Block: Prevent using preset passwords

At the organization or account level, use a RAM policy to proactively block the creation of instances that use an image's preset password.

  • For enterprise users:

    1. Log on to the Resource Directory console using your Alibaba Cloud account. In the left-side navigation pane, click Control Policies. Then, create a custom permission policy with the following JSON content.

      This policy denies the permission to inherit the default password from an image when you create an instance or replace a system disk.
      {
          "Version": "1",
          "Statement": [
              {
                  "Action": [
                      "ecs:RunInstances",
                      "ecs:CreateInstance",
                      "ecs:ReplaceSystemDisk"
                  ],
                  "Resource": "*",
                  "Condition": {
                      "Bool": {
                          "ecs:PasswordInherit": [
                              "true"
                          ]
                      }
                  },
                  "Effect": "Deny"
              }
          ]
      }
    2. In Resource Directory, attach the policy to the appropriate node. The policy is then enforced on all accounts under that node.

  • For non-enterprise users:

    1. Log on to the RAM console using your Alibaba Cloud account. In the left-side navigation pane, click Permission Policy, and create a custom policy with the same content as in the preceding section.

    2. Grant permissions by attaching policies to RAM users, RAM user groups, or RAM roles.

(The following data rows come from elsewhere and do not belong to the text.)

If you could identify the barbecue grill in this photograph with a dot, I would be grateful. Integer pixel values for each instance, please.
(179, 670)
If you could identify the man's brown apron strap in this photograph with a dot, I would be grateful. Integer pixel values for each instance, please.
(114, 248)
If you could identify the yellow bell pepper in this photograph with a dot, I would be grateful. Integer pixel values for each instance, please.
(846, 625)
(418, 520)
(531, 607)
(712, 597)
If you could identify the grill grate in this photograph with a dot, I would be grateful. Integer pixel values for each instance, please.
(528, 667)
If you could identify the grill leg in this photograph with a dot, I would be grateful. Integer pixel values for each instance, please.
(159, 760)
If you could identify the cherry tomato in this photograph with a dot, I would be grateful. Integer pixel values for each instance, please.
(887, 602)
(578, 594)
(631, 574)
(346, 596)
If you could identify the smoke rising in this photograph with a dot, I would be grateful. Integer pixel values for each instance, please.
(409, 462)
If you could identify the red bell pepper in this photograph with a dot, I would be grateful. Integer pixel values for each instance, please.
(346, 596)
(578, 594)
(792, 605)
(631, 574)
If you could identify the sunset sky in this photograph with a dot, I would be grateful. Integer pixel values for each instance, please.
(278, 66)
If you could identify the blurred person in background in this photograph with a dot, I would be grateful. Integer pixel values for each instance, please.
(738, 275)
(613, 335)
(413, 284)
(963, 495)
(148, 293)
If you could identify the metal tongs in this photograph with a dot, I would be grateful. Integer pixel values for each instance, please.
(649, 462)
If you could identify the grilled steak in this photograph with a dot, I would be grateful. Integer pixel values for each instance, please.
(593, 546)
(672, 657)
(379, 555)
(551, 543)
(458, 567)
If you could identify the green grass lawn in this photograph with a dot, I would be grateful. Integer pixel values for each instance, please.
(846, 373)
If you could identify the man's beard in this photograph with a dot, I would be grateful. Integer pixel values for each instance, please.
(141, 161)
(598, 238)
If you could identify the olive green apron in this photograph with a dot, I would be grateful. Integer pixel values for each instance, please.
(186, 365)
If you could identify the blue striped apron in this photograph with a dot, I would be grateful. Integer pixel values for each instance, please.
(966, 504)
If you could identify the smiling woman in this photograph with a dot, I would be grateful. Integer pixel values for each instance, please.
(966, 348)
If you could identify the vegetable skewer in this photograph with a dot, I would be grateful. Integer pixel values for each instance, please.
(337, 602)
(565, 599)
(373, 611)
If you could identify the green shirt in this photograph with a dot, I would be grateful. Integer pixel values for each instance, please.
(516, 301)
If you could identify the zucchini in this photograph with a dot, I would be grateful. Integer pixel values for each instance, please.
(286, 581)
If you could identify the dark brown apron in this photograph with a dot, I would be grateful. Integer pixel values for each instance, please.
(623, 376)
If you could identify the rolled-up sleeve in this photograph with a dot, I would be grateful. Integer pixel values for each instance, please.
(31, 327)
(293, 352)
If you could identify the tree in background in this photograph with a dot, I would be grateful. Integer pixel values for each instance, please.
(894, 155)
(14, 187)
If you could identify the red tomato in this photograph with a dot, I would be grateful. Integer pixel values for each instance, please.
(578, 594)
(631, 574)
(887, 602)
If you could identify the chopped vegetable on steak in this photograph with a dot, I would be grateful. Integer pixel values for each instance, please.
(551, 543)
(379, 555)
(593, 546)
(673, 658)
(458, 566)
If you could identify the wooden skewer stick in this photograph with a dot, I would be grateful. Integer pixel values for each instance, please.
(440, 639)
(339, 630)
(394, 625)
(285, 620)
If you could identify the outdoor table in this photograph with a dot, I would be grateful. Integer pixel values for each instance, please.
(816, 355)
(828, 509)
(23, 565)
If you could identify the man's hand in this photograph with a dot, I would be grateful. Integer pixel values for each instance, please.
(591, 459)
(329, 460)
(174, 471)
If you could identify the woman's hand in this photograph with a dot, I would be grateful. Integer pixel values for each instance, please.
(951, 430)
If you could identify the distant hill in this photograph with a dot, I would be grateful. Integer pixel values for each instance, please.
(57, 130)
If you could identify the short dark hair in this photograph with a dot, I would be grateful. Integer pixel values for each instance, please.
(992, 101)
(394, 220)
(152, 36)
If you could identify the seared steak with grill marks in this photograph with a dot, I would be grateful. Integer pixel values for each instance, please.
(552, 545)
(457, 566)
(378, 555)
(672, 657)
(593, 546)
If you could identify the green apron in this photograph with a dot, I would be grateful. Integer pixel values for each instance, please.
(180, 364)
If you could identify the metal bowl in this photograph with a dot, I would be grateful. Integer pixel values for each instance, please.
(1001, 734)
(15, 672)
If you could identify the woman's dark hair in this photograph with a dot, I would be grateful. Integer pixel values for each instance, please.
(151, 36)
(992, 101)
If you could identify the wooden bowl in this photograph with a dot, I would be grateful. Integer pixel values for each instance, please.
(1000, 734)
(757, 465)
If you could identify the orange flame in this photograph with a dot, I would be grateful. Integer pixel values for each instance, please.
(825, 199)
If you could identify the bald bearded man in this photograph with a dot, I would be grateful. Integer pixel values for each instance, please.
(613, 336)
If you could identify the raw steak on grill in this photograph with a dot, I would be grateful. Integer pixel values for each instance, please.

Remediation: Fix instances with preset passwords

  1. Set new logon credentials

    • Linux instances: Bind a new key pair

      1. Go to the ECS console - Instances page, select a region and resource group, and then click the target instance ID to open its details page.

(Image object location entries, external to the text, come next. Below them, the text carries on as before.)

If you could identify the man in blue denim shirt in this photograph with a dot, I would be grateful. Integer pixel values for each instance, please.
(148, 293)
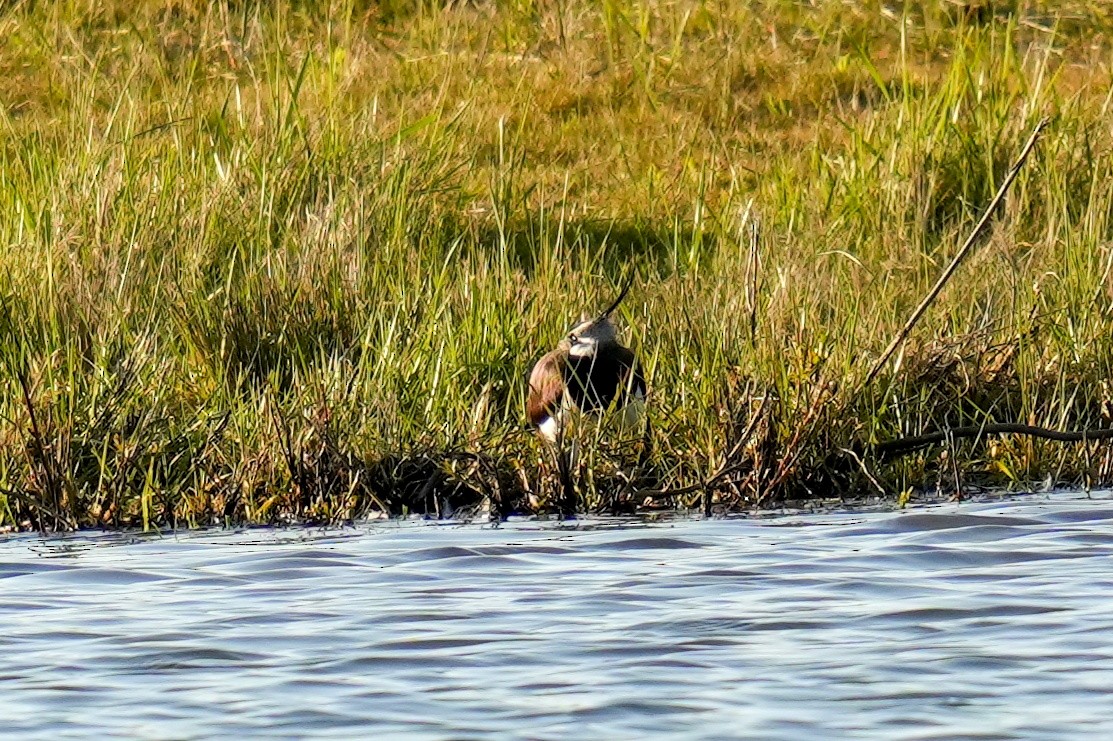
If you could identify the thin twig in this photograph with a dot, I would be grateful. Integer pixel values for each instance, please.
(905, 445)
(967, 246)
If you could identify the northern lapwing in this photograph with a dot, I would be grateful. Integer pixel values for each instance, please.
(589, 372)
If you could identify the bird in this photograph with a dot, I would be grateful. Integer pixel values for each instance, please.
(589, 372)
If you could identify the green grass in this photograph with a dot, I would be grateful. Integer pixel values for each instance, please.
(266, 264)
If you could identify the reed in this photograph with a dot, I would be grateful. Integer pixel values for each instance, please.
(272, 262)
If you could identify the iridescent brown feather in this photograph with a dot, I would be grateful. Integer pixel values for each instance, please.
(547, 386)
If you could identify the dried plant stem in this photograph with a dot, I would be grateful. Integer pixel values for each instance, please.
(967, 246)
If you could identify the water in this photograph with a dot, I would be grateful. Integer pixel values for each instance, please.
(988, 621)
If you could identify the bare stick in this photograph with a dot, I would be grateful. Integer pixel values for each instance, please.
(905, 445)
(937, 288)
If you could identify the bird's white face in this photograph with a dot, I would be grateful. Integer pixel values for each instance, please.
(585, 338)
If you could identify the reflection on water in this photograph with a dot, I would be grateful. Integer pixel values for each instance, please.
(987, 621)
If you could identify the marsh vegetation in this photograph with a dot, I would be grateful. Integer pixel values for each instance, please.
(284, 262)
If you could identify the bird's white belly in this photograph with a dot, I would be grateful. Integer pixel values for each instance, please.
(550, 428)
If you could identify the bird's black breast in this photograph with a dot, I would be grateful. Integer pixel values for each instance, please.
(594, 382)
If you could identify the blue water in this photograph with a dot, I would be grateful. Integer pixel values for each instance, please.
(986, 620)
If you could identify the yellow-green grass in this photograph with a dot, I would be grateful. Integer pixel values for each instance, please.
(271, 262)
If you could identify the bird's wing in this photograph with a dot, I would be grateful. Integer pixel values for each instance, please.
(547, 387)
(597, 382)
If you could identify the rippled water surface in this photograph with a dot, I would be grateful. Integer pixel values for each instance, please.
(990, 621)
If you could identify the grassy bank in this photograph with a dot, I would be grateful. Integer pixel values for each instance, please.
(260, 264)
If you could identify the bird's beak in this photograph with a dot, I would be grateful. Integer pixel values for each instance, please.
(618, 300)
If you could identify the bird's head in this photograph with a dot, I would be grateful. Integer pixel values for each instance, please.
(593, 332)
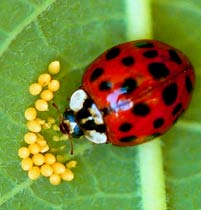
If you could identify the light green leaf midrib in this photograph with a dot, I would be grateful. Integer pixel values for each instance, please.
(29, 19)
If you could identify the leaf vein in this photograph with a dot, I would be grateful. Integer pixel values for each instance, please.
(24, 24)
(24, 185)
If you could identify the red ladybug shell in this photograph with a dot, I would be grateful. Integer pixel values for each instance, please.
(141, 87)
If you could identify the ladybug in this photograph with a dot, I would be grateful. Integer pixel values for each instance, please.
(130, 94)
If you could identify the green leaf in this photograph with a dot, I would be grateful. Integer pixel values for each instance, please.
(35, 32)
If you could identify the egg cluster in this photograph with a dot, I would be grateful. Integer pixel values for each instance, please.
(36, 156)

      2. Click All Operations > Bind Key Pair, select an existing key pair, and then click OK. The new key pair takes effect after you restart the instance.

    • Windows instances: Reset the password

      1. Go to the ECS console - Instances page, select a region and resource group, and then click the target instance ID to go to its details page.

      2. Click All Operations > Reset Password, set a strong password as prompted, and then click OK.

  2. Remove original preset credentials (Linux)

    1. Log on to the ECS instance with your new credentials. Use the new key pair or password that you just configured.

    2. Delete old public keys: Carefully inspect all authorized_keys files and clear any old public keys.

      # Edit the authorized_keys file for the root user and delete all unwanted public keys.
      vi /root/.ssh/authorized_keys
      
      # Perform the same operation for all other users.
      vi /home/<username>/.ssh/authorized_keys
    3. Disable password authentication: After confirming that you can successfully log on using the key pair, modify the SSH configuration to disable password authentication. This ensures that only key pair authentication is allowed.

      # 1. Edit the SSH configuration file.
      sudo vi /etc/ssh/sshd_config
      
      # 2. Find and modify the following lines.
      PasswordAuthentication no
      PubkeyAuthentication yes
      
      # 3. Restart the SSH service for the changes to take effect.
      sudo systemctl restart sshd
  3. Clean up unnecessary system users and files

    Check the /etc/passwd and /etc/shadow files to remove any unnecessary user accounts left over from the image creation process. Also, delete any temporary files or scripts that might contain sensitive information, such as old passwords or keys.